By the early 19th Century Ottoman rule in the Balkans had declined to the extent that local governors became the real rulers in their localities, paying lip service to the commands of the Sublime Porte in Istanbul.
In 1801, janissary commanders murdered the reformist governor of the Belgrade province, Haci Mustafa, known as the ‘Mother of the Serbs'. Unusually, Serbs were allowed to carry weapons and had a relatively enlightened feudal system by the standards of the day. However, after the murder relations deteriorated, not only with the Serbian peasants, but also with the Sipahi landlords who also hated the janissaries.

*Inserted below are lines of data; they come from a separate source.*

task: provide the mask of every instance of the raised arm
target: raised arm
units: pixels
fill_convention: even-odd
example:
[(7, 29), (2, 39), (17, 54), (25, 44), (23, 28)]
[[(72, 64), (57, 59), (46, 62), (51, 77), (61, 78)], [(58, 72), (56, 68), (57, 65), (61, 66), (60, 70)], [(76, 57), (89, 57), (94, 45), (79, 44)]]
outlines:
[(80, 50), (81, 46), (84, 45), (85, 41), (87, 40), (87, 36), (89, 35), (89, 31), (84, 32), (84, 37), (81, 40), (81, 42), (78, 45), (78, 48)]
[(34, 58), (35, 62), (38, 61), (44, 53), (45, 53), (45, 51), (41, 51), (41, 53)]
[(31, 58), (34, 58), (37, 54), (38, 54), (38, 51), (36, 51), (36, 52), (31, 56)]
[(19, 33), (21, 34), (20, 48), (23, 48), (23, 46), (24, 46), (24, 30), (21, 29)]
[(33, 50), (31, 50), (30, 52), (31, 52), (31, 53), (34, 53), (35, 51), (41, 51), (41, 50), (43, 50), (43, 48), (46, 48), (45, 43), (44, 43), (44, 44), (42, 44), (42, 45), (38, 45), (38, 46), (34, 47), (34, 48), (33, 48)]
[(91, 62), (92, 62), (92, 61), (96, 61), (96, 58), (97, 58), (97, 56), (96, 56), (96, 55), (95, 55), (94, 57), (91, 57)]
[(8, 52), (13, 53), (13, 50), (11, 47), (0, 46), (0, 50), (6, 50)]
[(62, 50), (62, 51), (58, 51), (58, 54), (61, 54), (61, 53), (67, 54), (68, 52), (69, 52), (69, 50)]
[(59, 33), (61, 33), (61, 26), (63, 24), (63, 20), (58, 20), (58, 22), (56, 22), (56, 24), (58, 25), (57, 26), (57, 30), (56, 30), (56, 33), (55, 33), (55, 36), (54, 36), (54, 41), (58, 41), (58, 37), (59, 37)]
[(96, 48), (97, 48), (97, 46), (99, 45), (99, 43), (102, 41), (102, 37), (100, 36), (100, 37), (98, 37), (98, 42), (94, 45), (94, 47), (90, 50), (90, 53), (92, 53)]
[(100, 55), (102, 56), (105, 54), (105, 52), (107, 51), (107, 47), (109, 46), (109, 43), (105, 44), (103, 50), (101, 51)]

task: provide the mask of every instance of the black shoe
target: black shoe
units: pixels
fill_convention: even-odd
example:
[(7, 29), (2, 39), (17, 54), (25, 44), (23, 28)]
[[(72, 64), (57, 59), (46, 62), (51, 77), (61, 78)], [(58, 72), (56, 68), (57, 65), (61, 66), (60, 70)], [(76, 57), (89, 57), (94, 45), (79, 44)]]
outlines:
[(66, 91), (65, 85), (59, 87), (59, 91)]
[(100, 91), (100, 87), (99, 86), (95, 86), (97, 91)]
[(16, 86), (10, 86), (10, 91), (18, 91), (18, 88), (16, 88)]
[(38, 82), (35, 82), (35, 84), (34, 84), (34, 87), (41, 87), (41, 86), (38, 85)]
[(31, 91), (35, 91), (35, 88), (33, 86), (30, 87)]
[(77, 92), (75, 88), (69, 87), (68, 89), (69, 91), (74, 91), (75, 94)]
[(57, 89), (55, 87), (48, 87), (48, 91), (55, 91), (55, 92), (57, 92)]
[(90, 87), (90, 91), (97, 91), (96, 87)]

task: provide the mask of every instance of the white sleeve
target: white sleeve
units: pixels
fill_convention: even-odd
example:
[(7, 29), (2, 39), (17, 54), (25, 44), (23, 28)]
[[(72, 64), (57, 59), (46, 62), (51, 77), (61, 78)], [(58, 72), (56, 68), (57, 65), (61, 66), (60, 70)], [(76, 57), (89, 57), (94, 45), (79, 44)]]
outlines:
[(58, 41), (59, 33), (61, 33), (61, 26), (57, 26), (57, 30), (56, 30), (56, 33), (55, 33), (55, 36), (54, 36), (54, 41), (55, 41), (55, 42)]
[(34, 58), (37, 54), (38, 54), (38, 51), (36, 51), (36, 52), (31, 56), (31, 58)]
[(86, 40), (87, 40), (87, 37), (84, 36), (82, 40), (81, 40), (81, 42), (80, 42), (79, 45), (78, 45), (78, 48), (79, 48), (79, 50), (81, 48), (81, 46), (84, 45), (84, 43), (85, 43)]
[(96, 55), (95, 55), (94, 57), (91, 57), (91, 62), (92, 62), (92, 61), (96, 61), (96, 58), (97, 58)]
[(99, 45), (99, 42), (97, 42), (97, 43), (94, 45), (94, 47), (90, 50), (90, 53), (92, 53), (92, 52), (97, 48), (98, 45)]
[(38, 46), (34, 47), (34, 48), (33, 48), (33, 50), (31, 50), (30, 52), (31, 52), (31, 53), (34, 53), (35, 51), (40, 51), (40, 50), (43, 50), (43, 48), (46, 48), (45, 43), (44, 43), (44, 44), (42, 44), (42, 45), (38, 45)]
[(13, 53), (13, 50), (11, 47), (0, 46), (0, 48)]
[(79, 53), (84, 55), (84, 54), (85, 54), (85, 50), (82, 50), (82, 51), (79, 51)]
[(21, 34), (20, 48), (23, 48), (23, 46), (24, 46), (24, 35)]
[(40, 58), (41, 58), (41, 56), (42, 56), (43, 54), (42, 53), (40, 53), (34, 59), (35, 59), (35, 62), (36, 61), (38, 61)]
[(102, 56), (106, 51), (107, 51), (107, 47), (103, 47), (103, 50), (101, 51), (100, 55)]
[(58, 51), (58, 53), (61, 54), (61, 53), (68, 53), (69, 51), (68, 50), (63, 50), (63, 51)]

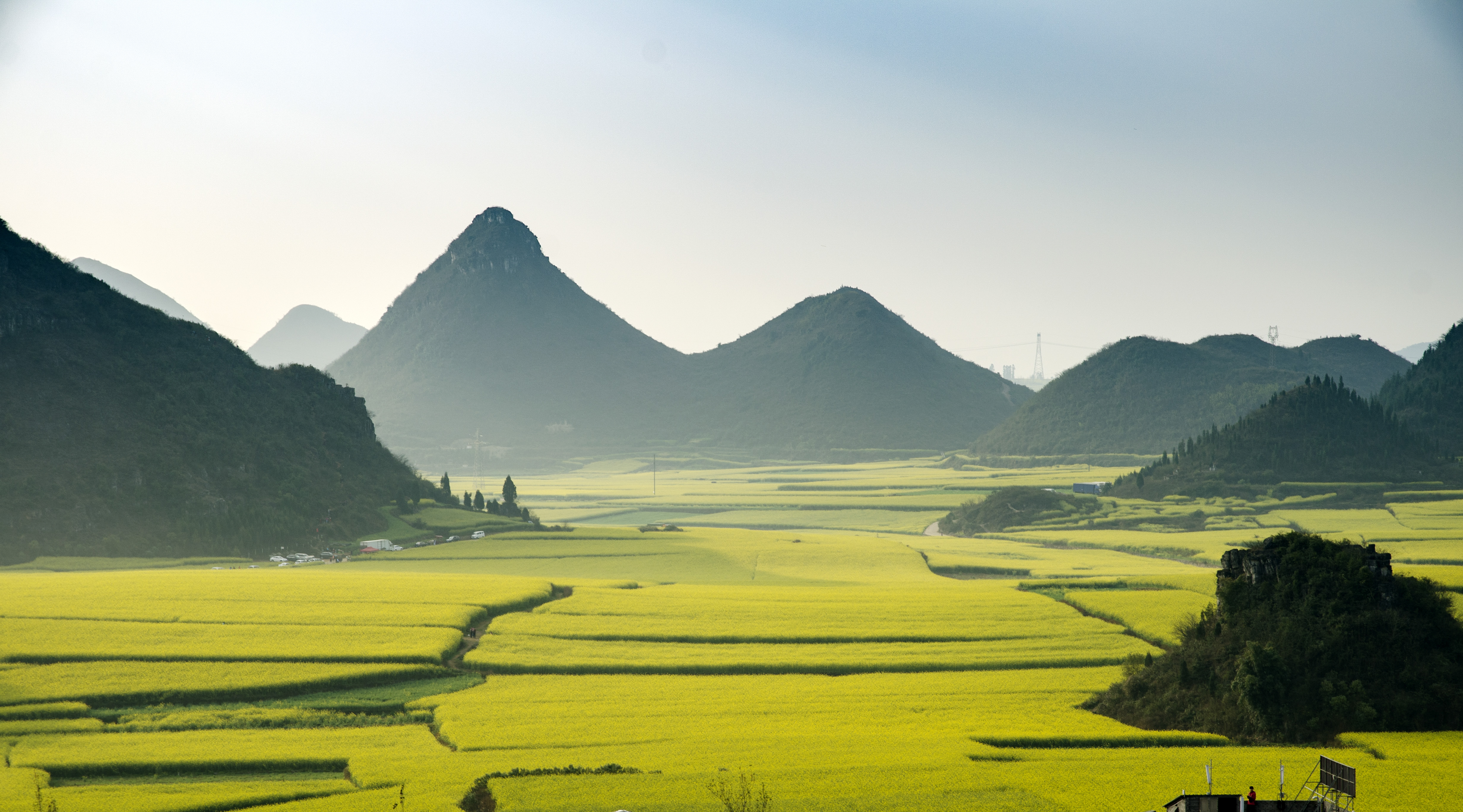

In 1804 the janissaries slaughtered hundreds of local Serbian chieftains, known as Knez, in what they regarded as a pre-emptive strike. Trade in pigs across the border into Habsburg territory had grown despite the 1789-92 war, and weapons crossed the border into the hands of bandit groups known as Hajduk. The slaughter led to the First Serbian Uprising led by a former Habsburg volunteer and pig farmer, Karadjordje. While the uprising started with limited aims, it soon became a brutal conflict on both sides, forcing the Sultan, Selim, to dispatch an army that was defeated at Nis in the summer of 1805…"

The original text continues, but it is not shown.